Now, we get to the good stuff. The part where you stop showing off that you can use template literal types and start using them to solve actual, annoying problems. This is where they shift from a clever novelty to a non-negotiable part of your toolkit. Let’s talk about wrangling strings that have actual, structured meaning.

Taming the Event Name Zoo

Ever worked with a large application or a third-party library that emits a constellation of events? You’re often left with a string-based API, which is a fancy way of saying “hope you don’t typo.” Template literals are your ticket out of that mess.

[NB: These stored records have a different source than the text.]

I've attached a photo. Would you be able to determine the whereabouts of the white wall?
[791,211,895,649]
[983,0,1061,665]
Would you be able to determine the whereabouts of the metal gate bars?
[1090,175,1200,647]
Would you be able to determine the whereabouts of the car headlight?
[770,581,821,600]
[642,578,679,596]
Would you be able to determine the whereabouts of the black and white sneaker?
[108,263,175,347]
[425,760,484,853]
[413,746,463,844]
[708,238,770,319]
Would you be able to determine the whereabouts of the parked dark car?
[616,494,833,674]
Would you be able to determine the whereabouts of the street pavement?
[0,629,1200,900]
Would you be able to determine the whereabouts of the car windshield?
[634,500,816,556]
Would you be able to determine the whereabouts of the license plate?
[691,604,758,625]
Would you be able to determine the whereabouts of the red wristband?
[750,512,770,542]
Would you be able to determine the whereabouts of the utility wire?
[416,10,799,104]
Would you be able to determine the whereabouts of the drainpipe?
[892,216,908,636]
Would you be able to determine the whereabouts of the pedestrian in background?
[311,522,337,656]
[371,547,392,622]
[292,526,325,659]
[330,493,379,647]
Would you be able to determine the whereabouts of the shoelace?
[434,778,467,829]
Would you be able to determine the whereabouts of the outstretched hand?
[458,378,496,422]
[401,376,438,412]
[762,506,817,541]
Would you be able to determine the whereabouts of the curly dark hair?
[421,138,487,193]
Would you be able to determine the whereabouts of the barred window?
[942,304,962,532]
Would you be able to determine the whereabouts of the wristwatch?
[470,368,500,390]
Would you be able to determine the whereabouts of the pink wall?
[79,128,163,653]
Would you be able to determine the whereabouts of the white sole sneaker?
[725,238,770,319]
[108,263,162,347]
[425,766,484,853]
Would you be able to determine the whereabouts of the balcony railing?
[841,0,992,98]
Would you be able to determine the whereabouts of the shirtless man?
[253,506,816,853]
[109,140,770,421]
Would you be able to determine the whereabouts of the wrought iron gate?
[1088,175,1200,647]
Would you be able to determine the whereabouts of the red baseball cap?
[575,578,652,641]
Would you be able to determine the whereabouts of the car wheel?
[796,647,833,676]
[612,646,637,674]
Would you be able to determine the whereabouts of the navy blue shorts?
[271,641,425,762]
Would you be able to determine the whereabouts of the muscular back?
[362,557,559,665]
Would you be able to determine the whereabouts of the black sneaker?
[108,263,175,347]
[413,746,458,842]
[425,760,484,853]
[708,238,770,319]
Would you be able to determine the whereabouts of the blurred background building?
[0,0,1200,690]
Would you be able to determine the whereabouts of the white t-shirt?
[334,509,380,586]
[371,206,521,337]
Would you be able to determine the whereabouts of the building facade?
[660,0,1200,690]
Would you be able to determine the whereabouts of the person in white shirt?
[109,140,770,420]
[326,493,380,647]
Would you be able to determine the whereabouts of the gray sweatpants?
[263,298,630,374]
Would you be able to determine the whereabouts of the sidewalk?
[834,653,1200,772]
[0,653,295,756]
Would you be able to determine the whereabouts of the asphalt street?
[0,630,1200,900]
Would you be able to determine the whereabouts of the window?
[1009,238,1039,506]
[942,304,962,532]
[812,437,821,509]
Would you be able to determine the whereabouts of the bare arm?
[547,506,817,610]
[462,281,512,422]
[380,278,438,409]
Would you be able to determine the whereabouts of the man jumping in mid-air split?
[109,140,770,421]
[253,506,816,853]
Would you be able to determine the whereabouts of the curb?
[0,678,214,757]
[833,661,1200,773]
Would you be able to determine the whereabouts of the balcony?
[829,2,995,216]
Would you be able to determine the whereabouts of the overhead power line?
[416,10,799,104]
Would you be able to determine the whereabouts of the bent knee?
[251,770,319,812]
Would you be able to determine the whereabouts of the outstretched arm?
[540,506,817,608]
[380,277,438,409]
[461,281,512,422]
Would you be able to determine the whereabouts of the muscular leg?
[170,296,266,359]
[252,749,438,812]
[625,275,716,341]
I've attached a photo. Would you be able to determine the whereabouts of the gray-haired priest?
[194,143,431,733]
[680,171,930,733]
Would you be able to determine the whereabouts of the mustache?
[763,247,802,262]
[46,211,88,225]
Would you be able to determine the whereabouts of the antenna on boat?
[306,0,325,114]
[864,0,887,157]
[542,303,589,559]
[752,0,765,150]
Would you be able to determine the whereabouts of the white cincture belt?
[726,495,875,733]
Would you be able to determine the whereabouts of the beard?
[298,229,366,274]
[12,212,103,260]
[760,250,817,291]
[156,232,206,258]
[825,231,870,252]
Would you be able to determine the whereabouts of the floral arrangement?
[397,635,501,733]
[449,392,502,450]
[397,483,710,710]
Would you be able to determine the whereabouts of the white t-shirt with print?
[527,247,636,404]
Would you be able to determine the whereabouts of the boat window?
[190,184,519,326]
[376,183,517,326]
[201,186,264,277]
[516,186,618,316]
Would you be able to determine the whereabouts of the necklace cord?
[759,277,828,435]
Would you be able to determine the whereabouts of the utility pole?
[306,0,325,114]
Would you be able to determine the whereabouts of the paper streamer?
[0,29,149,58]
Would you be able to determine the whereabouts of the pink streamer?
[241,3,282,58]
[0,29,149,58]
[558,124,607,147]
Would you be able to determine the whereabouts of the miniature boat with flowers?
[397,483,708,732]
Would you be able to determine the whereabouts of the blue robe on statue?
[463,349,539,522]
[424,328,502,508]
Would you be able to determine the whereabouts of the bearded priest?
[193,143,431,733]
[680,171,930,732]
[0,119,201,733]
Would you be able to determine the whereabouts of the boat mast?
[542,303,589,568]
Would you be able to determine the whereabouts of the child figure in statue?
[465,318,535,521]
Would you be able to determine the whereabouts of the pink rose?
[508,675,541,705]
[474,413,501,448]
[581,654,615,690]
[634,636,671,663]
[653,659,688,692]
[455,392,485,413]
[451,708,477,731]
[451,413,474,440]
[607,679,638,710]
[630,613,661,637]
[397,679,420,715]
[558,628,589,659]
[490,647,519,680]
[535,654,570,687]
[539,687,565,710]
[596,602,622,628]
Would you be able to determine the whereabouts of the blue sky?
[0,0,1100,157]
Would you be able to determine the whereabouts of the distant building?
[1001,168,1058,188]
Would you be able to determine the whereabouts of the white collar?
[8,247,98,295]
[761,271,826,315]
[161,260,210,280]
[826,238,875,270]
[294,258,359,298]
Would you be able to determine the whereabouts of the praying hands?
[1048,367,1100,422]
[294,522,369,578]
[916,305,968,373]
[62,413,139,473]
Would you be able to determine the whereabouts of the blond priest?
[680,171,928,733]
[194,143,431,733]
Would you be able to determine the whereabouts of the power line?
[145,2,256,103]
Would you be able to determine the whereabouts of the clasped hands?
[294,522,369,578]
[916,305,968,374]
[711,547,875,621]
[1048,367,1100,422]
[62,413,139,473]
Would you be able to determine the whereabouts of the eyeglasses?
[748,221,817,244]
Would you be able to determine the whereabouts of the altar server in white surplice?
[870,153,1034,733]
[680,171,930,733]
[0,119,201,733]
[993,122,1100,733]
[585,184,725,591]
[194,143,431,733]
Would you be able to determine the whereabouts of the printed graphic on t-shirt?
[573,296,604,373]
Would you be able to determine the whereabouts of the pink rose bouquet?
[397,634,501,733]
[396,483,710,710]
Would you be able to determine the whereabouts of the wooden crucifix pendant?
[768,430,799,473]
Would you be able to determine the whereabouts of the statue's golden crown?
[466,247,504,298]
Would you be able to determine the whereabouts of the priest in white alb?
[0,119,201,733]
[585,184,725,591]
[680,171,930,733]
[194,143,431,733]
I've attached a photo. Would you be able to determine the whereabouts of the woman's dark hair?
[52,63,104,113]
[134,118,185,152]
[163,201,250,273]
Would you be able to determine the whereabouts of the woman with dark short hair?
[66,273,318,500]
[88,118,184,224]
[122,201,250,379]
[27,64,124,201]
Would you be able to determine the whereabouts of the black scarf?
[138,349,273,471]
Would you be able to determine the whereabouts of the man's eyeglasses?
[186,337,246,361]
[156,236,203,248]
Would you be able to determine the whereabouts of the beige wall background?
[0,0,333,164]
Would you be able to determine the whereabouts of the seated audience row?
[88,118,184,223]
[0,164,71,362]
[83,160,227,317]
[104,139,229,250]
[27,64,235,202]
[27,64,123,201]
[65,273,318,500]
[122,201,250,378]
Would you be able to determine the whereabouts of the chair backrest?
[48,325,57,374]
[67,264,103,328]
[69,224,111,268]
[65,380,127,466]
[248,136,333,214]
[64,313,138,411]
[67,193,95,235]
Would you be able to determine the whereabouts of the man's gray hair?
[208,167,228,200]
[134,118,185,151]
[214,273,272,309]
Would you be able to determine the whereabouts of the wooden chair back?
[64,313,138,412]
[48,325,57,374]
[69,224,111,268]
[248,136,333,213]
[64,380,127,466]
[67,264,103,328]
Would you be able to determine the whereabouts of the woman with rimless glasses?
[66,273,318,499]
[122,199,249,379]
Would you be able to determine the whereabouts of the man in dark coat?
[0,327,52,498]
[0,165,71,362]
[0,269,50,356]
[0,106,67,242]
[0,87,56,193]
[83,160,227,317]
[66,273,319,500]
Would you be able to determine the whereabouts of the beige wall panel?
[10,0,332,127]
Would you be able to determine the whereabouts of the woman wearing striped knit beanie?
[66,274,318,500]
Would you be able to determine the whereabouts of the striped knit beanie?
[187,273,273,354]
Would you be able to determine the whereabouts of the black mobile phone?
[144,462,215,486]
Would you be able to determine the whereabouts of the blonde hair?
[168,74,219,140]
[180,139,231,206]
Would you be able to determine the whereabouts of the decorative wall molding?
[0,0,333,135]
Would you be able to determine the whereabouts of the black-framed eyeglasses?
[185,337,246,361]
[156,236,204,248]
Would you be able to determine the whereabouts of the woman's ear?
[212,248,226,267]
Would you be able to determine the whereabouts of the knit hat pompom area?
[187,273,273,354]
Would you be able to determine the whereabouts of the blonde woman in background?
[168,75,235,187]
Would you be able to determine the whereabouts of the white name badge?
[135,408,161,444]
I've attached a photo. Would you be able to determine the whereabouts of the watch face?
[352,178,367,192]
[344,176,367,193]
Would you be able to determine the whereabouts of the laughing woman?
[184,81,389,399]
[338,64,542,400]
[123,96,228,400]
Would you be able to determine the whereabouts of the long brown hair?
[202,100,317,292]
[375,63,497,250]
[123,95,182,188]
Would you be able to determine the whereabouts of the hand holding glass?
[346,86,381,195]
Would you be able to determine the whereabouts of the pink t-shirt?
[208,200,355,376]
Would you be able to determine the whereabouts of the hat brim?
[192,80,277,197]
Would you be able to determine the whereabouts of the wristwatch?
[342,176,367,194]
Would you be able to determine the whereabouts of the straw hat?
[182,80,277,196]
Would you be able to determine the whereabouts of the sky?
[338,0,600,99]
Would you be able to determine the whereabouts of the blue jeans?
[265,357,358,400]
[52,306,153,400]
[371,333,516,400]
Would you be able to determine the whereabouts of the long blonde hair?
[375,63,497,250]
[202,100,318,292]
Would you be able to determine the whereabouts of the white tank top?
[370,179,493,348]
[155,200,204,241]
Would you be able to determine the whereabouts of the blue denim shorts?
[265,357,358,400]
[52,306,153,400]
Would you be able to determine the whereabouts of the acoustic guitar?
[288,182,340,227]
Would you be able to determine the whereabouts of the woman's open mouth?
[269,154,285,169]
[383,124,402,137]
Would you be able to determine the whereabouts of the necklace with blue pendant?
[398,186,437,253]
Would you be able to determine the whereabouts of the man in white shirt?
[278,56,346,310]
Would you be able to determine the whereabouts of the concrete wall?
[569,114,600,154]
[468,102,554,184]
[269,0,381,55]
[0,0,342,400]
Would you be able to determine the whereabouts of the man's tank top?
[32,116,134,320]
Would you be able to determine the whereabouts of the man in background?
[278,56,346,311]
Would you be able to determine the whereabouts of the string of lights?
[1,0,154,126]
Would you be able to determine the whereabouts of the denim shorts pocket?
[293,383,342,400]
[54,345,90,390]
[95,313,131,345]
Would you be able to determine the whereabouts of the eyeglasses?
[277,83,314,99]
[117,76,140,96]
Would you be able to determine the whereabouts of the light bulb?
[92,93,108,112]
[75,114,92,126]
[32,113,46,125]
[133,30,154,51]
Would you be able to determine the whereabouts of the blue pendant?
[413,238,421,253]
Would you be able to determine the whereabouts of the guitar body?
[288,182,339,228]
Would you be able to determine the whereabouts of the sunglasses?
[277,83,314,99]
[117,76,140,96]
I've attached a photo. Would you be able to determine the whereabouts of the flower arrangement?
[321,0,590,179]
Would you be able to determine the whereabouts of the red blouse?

Imagine a PubSub system. Without template literals, you might type your event listener as on('userCreated', handler) and just pray you remembered the capitalization. Let’s force the compiler to do the praying for us.

type Entity = 'user' | 'post' | 'comment';
type Action = 'created' | 'updated' | 'deleted' | 'liked';

type EventType = `${Entity}${Capitalize<Action>}`;

// Your IDE will now autocomplete and validate these:
const validEvent: EventType = 'userCreated'; // Nice.
const invalidEvent: EventType = 'userCreated'; // Error: Did you mean 'userCreated'?
const alsoInvalid: EventType = 'postLiked'; // Error: Property 'Liked' does not exist... wait, oh right, capitalization.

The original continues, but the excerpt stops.